KONGRE BİLDİRİLERİ
İzmir’de tasarruflarında bulunan arsanın Evkaf Muhasebeciliği tarafından ecnebi devletler
tebaasından bazı şahıslara satılmak istendiğinden bahisle hukuklarının muhafazası için İzmirli
tüccar Yosef oğlu Harelambo’nun zevcesi Harikalya tarafından verilen arzuhal, Nizamnamenin
çıkarılmasından yıllar sonra bile, Osmanlı vatandaşlarının rahatsızlıklarını dile getirmektedir.25
2-1867 Tarihli İstimlâk-i Emlak Nizamnamesi
İstimlak-i Emlak Nizamnamesi ile26 yabancılar, taşınmaz malları ile ilgili olarak her türlü hukuki
işlemde Osmanlı kanunlarına ve mahkemelerine bağlı olacaklardı. Yabancıların Osmanlı ülkesinde
taşınmaz mal edinebilmesi için ayrıca Safer Kanunu’na eklenen protokolü kabul eden devletlerce
imzalanması şartı aranıyordu.
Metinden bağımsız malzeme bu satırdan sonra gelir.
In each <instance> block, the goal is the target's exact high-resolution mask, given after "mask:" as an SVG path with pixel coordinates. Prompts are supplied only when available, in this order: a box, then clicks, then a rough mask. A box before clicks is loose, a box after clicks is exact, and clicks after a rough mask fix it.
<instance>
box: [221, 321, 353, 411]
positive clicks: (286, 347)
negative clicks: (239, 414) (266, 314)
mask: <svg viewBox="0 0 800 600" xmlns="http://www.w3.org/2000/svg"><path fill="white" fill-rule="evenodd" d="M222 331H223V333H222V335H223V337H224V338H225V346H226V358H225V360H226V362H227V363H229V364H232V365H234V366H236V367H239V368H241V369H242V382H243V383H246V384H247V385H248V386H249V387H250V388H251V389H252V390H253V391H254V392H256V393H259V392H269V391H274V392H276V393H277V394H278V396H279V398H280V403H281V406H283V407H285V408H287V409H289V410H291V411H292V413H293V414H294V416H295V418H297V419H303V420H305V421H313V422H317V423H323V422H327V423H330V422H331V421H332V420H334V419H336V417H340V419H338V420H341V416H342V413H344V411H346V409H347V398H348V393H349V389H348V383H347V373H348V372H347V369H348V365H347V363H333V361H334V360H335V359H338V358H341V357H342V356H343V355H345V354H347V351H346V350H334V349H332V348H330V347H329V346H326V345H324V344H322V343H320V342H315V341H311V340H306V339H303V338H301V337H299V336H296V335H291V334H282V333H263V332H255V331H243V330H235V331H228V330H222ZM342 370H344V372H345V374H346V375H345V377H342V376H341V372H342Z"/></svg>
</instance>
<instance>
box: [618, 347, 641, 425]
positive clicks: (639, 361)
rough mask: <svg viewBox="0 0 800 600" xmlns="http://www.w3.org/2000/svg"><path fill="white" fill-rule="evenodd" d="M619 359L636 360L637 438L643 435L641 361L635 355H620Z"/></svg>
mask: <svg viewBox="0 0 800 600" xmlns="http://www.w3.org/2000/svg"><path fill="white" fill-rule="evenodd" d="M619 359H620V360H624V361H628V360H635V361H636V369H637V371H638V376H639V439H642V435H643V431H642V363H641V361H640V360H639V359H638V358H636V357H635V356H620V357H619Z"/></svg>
Söz konusu düzenleme ile mülkiyet hakkından yararlanan yabancıların
bu hususta tebaaya uygulanan hüküm ve vergilere tabi olacağı açıkça belirtilmiş, taşınmaz mallarda
yabancılar aynı Osmanlı vatandaşı gibi kabul edilmiş, menkul mallarda geçerli olan ayrıcalıklar ise
kaldırılmıştı. Safer Kanunu ve ona bağlı protokol önce Fransa (9 Haziran 1868) daha sonra sırasıyla
İsveç-Norveç (13 Haziran 1868), Belçika (4 Temmuz 1868), İngiltere (8 Temmuz 1868), Avusturya
(5 Kasım 1868), Danimarka (10 Mayıs 1869), Prusya (7 Haziran 1869), İspanya (5 Ekim 1870),
Yunanistan ( 24 Şubat 1873), Rusya (20 Mart 1870), İtalya ( 23 Mart 1873), Flemenk (6 Ağustos
1873), ABD (11 Ağustos 1874), Portekiz (29 Ocak 1883) ve İran ( 30 Haziran 1883) tarafından
imzalanmıştı.27 Sırbistan 1896 tarihli Konsolosluk Anlaşması ile vatandaşlarının taşınmaz mal sahibi
olma hakkını elde ederken, Romen ve Bulgar halkları bu haktan yararlanamamıştır. Ayrıca Fransa ve
Almanya himayesinde olan İsviçreliler de Osmanlı ülkesinde taşınmaz mülkiyeti edinebiliyorlardı.28
Nizamnamenin 1. maddesinde, Osmanlı Devleti’nde taşınmaz mal sahibi olan yabancılar, Osmanlı
vatandaşları ile hak ve yükümlülük eşit sayılmışlardı.29 Bir başka deyişle, yabancılar taşınmaz mal
edinmede bazı istisnalar haricinde, Osmanlı vatandaşları gibi olacaklardı. Bu istisnaların ilki, arazi
bakımından getirilen kısıtlamaydı. Söz konusu maddede yabancıların Hicaz arazisi dışında arazi
edinebileceğinin altı çizilerek Kutsal Yerler sayılan Hicaz bölgesine yabancıların girmesi engellenmek
istenmişti. Diğer istisna ise, kişilere ilişkindi. Hicaz Vilayeti hariç, tüm Osmanlı ülkesinde yabancıların
taşınmaz mülkiyeti edinmesine izin verilirken, Osmanlı vatandaşı olup da sonradan tabiiyet değiştirmiş
olan kişilerin bu haktan yararlanamayacakları ve bu kişilerin hukuki durumlarının özel bir kanunla
düzenleneceği belirtilmişti. Osmanlı tabiiyetini bırakan kişilerin bu kanundan yararlanamayacakları
maddede açıkça yazılı olduğundan, şahıs bakımından da istisna getirildiği dikkat çekmektedir. Ancak
tabiiyet değiştiren kişilerin hukuki durumunun belirleneceği düzenleme, Kanundan tam on altı yıl
sonra çıkarılan “Ecanibin Hakkı İstimlâki Kanunu’nun 1. Maddesinde İstisna Olunan Eşhasın
Emlak ve Arazisine Mahsusu Kanunu” dur. 25 Rebiülahir 1300 tarihinde çıkarılan kanunda,
25 B.O.A., 16 Za 1321 H./ tarih, Dosya No: 817 Gömlek No: 28 , DH.MKT.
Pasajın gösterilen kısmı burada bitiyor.